The bamboo diet itself is unusual for red pandas. They are classified within Carnivora, meaning their digestive system is built like a meat-eater’s: short and simple, with none of the specialized chambers that true herbivores like cows use to break down plant material. Red pandas compensate partly through their gut bacteria, but they still extract relatively little nutrition from bamboo and have to eat large quantities to survive.

What Red Pandas Actually Are

Red pandas are, in a sense, evolutionary loners. Their closest living relatives are raccoons and weasels, but even that relationship is distant. The Ailuridae family once had several members, known only from fossils found across Europe and North America, but today only one species survives: Ailurus fulgens, found in the temperate forests of the eastern Himalayas and southwestern China.

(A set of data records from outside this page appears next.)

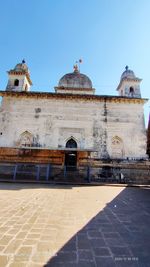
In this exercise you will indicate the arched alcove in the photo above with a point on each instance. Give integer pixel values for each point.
(26, 139)
(16, 82)
(117, 147)
(71, 154)
(71, 143)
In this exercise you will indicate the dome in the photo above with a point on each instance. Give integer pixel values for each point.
(21, 67)
(75, 80)
(128, 74)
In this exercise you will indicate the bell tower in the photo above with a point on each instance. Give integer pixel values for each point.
(19, 78)
(129, 85)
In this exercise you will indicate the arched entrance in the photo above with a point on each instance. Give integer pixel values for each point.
(71, 155)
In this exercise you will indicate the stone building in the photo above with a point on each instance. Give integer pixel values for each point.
(148, 138)
(72, 124)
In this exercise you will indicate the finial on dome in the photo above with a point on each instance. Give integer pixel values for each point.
(76, 68)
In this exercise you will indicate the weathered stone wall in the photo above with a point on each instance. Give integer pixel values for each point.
(113, 129)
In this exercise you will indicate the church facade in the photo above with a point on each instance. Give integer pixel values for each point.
(72, 124)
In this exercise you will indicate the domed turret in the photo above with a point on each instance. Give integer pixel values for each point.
(75, 83)
(19, 78)
(128, 74)
(129, 84)
(21, 67)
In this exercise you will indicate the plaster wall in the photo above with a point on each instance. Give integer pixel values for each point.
(92, 124)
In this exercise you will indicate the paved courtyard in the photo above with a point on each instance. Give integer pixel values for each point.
(97, 226)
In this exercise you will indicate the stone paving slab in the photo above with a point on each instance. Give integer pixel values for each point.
(74, 226)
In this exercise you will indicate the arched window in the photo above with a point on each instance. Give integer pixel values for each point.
(71, 143)
(117, 147)
(26, 139)
(16, 82)
(131, 91)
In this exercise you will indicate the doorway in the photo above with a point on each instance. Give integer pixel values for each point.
(71, 156)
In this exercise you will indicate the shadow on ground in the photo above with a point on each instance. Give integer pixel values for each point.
(117, 236)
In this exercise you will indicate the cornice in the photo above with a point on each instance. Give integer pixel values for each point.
(99, 98)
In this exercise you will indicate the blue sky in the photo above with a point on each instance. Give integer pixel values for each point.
(52, 34)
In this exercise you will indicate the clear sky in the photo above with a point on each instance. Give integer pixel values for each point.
(52, 34)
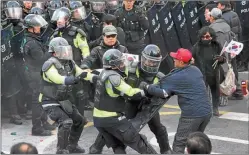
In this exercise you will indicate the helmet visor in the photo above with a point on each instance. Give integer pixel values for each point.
(112, 4)
(64, 52)
(98, 7)
(119, 63)
(150, 64)
(39, 5)
(38, 21)
(14, 12)
(79, 13)
(59, 15)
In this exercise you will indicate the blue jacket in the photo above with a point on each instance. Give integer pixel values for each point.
(188, 84)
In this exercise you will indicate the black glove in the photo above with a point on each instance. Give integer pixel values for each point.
(143, 85)
(83, 66)
(70, 80)
(219, 58)
(83, 75)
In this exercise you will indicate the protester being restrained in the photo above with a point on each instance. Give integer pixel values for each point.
(185, 81)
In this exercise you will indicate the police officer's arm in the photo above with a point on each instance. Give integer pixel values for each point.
(50, 74)
(143, 20)
(91, 59)
(87, 76)
(83, 45)
(35, 51)
(125, 90)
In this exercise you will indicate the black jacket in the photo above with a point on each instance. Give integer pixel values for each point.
(35, 53)
(94, 61)
(233, 21)
(204, 59)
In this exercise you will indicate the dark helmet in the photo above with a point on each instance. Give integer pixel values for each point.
(151, 58)
(39, 5)
(75, 4)
(78, 10)
(33, 20)
(98, 7)
(113, 58)
(61, 48)
(13, 10)
(112, 4)
(60, 13)
(36, 10)
(52, 6)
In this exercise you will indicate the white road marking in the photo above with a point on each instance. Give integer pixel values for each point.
(153, 140)
(235, 116)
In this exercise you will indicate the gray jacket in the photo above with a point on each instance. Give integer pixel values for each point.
(222, 30)
(233, 21)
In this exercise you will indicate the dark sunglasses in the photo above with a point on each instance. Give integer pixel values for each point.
(206, 37)
(111, 36)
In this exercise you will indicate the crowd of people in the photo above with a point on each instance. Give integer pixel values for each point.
(50, 72)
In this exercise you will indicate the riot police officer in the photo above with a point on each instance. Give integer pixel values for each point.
(109, 104)
(11, 84)
(98, 12)
(14, 13)
(59, 74)
(27, 5)
(79, 14)
(94, 61)
(34, 56)
(137, 72)
(52, 6)
(76, 37)
(133, 21)
(112, 6)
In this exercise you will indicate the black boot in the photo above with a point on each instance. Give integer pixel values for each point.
(48, 126)
(74, 137)
(98, 145)
(163, 143)
(63, 134)
(41, 132)
(16, 119)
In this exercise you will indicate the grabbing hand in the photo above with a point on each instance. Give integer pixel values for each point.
(143, 85)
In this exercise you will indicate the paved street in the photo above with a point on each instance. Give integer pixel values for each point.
(228, 133)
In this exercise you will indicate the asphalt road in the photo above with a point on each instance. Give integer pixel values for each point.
(228, 133)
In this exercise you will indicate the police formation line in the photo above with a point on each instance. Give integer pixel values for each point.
(51, 58)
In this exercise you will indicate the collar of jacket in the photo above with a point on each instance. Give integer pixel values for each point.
(226, 10)
(33, 35)
(102, 44)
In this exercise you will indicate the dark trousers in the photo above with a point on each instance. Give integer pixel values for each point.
(215, 90)
(160, 132)
(238, 91)
(70, 125)
(123, 133)
(185, 127)
(11, 104)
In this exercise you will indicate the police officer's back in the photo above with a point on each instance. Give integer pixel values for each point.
(14, 14)
(133, 21)
(34, 56)
(59, 74)
(75, 36)
(111, 90)
(79, 14)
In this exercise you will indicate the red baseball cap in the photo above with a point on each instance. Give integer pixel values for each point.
(182, 55)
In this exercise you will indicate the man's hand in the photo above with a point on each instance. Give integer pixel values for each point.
(143, 85)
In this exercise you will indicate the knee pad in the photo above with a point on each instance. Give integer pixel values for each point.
(145, 147)
(67, 123)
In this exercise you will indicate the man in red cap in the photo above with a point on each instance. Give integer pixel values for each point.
(185, 81)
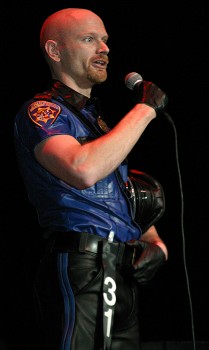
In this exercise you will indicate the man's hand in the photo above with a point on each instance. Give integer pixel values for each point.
(151, 95)
(149, 258)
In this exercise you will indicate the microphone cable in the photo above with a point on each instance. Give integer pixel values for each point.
(182, 229)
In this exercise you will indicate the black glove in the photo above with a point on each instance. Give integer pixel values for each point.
(149, 258)
(151, 95)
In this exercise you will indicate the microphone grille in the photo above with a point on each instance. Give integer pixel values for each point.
(132, 79)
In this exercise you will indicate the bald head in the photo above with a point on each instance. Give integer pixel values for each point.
(57, 25)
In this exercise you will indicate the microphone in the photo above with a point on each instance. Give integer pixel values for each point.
(132, 80)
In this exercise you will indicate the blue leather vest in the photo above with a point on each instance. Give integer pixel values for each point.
(60, 207)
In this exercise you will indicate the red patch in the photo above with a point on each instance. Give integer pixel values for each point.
(43, 112)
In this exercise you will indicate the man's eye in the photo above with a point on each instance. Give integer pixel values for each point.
(88, 39)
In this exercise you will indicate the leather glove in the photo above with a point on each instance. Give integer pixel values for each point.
(149, 258)
(151, 95)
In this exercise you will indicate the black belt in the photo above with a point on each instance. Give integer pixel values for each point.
(84, 242)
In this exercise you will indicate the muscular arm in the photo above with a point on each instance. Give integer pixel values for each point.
(152, 236)
(83, 165)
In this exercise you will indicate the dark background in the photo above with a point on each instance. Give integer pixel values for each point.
(166, 44)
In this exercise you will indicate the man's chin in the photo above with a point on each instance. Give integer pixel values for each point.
(98, 78)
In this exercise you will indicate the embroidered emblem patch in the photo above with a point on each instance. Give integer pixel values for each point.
(43, 112)
(102, 124)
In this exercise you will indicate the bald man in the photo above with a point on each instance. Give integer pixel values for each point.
(75, 169)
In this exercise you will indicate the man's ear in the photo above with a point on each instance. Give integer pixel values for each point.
(52, 50)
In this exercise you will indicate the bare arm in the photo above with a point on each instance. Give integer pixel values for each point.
(83, 165)
(152, 236)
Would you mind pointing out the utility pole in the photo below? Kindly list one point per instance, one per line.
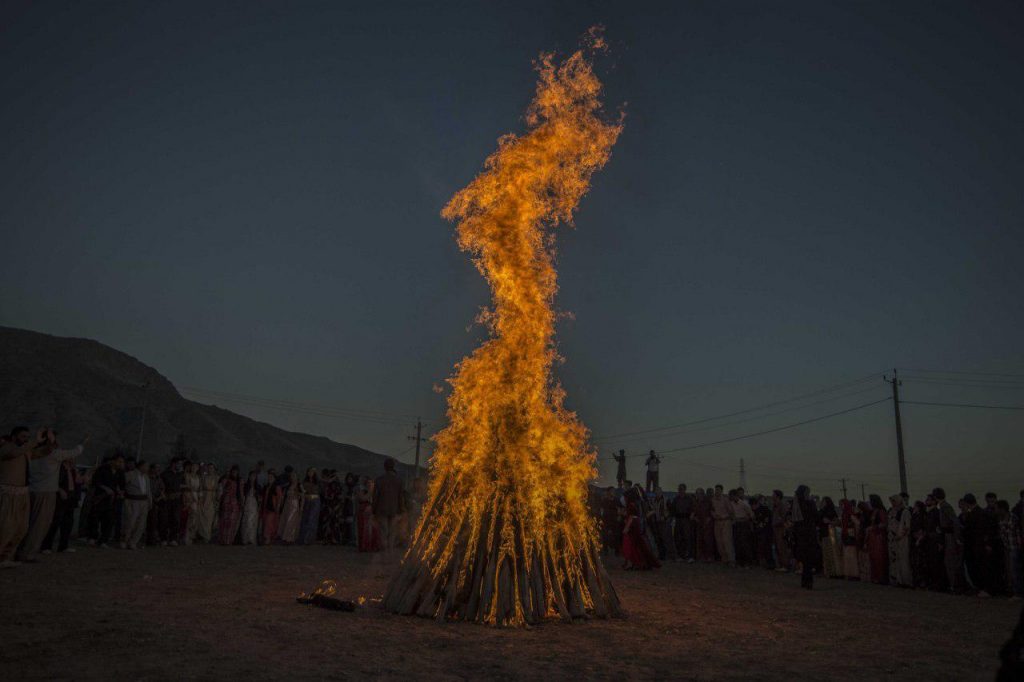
(899, 431)
(418, 438)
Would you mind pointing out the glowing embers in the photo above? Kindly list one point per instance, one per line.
(506, 537)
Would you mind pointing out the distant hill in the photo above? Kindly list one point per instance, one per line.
(80, 386)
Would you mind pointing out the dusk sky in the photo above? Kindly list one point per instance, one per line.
(247, 197)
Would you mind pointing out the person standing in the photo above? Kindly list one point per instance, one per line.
(742, 527)
(878, 542)
(653, 463)
(16, 451)
(636, 550)
(387, 503)
(138, 500)
(169, 510)
(805, 530)
(722, 513)
(64, 514)
(108, 487)
(762, 531)
(230, 506)
(850, 540)
(153, 536)
(332, 509)
(952, 542)
(250, 510)
(208, 499)
(981, 546)
(291, 511)
(369, 538)
(190, 503)
(273, 497)
(682, 510)
(832, 560)
(621, 469)
(44, 478)
(705, 522)
(310, 508)
(900, 570)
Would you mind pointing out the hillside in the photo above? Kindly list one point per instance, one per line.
(81, 386)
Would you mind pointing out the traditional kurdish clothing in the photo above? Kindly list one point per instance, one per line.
(310, 512)
(878, 546)
(291, 514)
(332, 519)
(250, 515)
(272, 498)
(230, 511)
(207, 506)
(900, 570)
(636, 550)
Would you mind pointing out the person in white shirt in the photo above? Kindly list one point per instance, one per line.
(44, 477)
(138, 499)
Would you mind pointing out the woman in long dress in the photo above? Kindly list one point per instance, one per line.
(850, 540)
(830, 552)
(189, 504)
(310, 508)
(207, 503)
(332, 509)
(370, 540)
(899, 543)
(805, 531)
(636, 550)
(272, 497)
(878, 542)
(291, 513)
(230, 506)
(250, 510)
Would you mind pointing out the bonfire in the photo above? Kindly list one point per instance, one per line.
(506, 537)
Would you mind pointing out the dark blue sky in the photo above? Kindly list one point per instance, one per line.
(246, 197)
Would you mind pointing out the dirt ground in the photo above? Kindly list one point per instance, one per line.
(229, 612)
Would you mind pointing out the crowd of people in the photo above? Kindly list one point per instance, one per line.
(125, 502)
(128, 503)
(972, 549)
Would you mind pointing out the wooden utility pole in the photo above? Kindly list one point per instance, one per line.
(418, 438)
(899, 431)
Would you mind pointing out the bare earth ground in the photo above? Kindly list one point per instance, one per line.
(228, 612)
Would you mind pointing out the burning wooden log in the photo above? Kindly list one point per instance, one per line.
(506, 537)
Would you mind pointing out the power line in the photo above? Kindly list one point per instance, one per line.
(827, 389)
(774, 430)
(751, 419)
(966, 405)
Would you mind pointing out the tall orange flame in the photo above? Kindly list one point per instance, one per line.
(506, 536)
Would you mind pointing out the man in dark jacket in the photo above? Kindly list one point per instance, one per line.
(387, 503)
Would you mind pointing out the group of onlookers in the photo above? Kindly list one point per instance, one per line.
(974, 548)
(130, 503)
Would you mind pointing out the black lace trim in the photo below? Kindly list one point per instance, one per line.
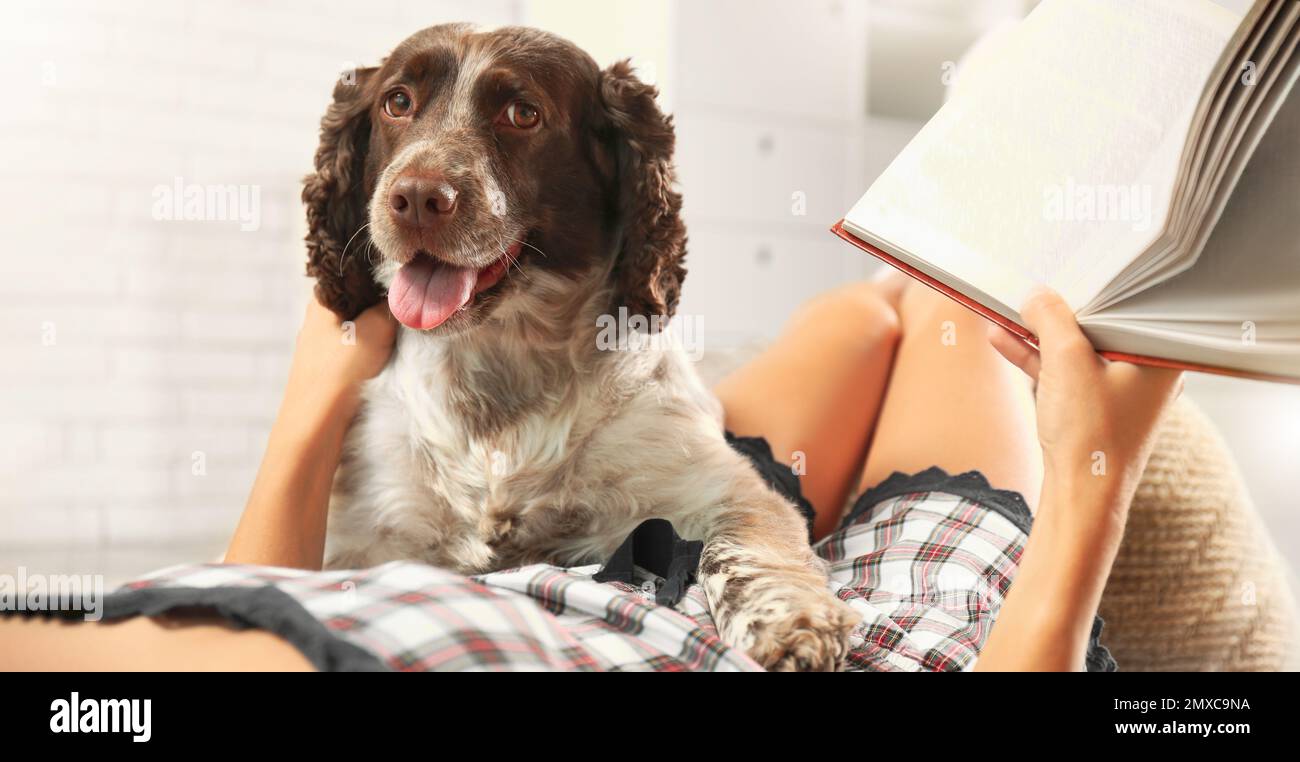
(974, 486)
(970, 485)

They weigh roughly 3 to 6 kilograms (about the size of a large house cat), are mostly active at dawn and dusk, and spend much of their time in trees. Their dense, reddish fur and bushy ringed tails make them look like a cross between a cat and a raccoon, which is fitting given their evolutionary neighborhood. But they are neither. They are something entirely their own: the last surviving member of an ancient lineage that branched off from the rest of the weasel-raccoon group long before any of today’s species existed.